Повесть об уголовном розыске [Рожденная революцией - Страница 143


К оглавлению

143

– Гена! – она выбежала на улицу. – Гена!

Ветер бросил ей под ноги обрывки бумаг, откуда-то донеслись раскаты грома. Она прислушалась и вдруг поняла, что это не гром. Стреляли немецкие танки. Они уже были у дальних окраин города.

* * *

Генка вышел к полотну железной дороги. Насыпь изгибалась, стремительно уходя к чернеющему на горизонте лесу. Пронзительно и тревожно разорвал тишину паровозный гудок. Кренясь на повороте, промелькнули и скрылись зеленые пассажирские вагоны. Последним был прицеплен вагон специального назначения – «вагонзак». В нем перевозили заключенных. Когда смолк грохот колес, Генка услышал другой грохот: отрывисто и хлестко били орудия немецких танков. Им отвечала наша артиллерия. Эта дуэль происходила в пяти-шести километрах от того места, где стоял Генка, и он понял, что теперь уже и минуты города сочтены. Наверное, следовало немедленно идти к военкомату, но формально до назначенного времени оставался еще час, и Генка решил зайти к Тане, попрощаться и поговорить о матери. Он не мог уехать просто так.

Дом путевого обходчика был совсем рядом – красная черепичная крыша была хорошо видна из-за деревьев.

Генка отворил калитку, и она заскрипела – натужно и тягуче, словно заплакала. Большая собака звякнула кольцом цепи по туго натянутому проводу и со свирепым лаем бросилась навстречу.

– Тихо, Голубчик, тихо, – Генка дружелюбно почесал собаку за ухом, и пес опрокинулся на спину, повизгивая от удовольствия.

– Эх ты, милый, – жалостливо сказал Генка. Таня рассказала ему однажды, что отец бьет Голубчика смертным боем за малейшую провинность. – Плохо тебе? Ничего, брат, терпи.
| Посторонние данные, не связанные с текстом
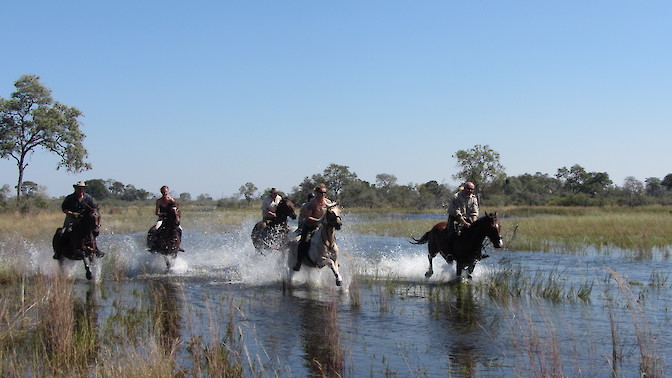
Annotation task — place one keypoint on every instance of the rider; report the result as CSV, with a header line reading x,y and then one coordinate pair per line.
x,y
462,212
73,205
302,213
314,211
269,205
163,205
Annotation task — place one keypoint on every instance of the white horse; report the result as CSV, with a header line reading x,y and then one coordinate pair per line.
x,y
323,249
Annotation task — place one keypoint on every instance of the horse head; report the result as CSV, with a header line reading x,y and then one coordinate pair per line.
x,y
332,217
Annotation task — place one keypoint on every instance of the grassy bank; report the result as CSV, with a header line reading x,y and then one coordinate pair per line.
x,y
559,228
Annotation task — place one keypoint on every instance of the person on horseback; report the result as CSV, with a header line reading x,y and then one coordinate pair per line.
x,y
462,212
163,205
302,213
270,204
314,211
73,206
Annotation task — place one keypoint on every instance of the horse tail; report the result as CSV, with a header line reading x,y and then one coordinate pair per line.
x,y
424,239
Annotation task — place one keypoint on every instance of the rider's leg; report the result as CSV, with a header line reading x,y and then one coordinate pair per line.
x,y
303,247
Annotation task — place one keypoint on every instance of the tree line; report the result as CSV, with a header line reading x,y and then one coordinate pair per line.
x,y
32,119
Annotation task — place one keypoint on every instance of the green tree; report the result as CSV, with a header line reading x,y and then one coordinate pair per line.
x,y
653,187
97,188
247,191
479,165
31,119
336,177
634,190
576,180
667,181
385,181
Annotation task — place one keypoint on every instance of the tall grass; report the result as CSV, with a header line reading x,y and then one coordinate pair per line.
x,y
566,229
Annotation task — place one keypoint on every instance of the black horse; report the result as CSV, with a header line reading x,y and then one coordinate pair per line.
x,y
168,238
465,248
274,233
80,242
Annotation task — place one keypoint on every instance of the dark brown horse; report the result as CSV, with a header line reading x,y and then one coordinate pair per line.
x,y
465,248
80,242
168,238
274,233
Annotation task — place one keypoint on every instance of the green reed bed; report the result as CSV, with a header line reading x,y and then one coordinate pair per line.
x,y
558,229
48,331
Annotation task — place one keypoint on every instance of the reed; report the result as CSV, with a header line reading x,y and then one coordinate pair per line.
x,y
556,229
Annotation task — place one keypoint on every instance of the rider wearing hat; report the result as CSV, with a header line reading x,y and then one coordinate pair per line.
x,y
73,205
270,204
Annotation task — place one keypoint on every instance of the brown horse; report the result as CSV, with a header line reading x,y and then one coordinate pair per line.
x,y
274,233
167,239
323,249
465,248
80,242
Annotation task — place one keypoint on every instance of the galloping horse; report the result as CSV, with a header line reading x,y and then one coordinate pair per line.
x,y
80,242
167,239
274,234
466,247
323,249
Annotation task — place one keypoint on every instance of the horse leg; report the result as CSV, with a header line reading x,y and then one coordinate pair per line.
x,y
430,256
334,268
89,275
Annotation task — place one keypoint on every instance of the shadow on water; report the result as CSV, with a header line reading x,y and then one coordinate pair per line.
x,y
320,333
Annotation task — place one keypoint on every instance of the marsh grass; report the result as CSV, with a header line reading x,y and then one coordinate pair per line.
x,y
54,333
560,229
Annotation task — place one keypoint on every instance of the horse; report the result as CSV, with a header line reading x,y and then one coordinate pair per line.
x,y
466,247
80,242
323,249
274,233
167,239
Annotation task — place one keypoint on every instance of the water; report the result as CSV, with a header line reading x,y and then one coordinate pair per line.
x,y
392,320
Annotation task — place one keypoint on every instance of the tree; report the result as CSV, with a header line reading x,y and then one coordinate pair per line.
x,y
385,181
577,180
32,119
247,191
634,190
97,189
653,187
336,177
480,165
667,181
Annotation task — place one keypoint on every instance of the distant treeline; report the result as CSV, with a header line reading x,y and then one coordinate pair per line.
x,y
569,187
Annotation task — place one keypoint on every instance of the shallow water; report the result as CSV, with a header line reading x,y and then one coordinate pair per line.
x,y
391,320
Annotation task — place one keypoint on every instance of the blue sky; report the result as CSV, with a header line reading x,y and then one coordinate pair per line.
x,y
204,96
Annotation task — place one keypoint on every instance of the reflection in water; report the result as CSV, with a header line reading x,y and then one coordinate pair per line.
x,y
463,321
321,338
85,321
167,299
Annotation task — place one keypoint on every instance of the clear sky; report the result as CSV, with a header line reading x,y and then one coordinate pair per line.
x,y
204,96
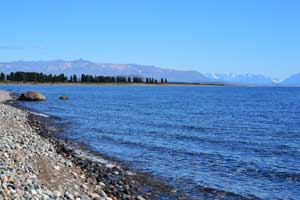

Нынче всем плохо.

Из-за сарая вышел отец Тани – бородатый, лет под пятьдесят. На плечах у него топорщилась истертая форменная тужурка с помятыми молоточками на петлицах и блеклыми пуговицами.

– А-а-а, – протянул он. – Что скажешь?

– Здравствуйте, Егор Васильевич, – с натугой выговорил Генка. – Таня дома?

– Дома, – он смотрел на Генку выжидающе, с явной неприязнью.

– Я к ней. Попрощаться. Может, сюда позовете?

– Чего сюда, – вздохнул Егор Васильевич. – Проходи.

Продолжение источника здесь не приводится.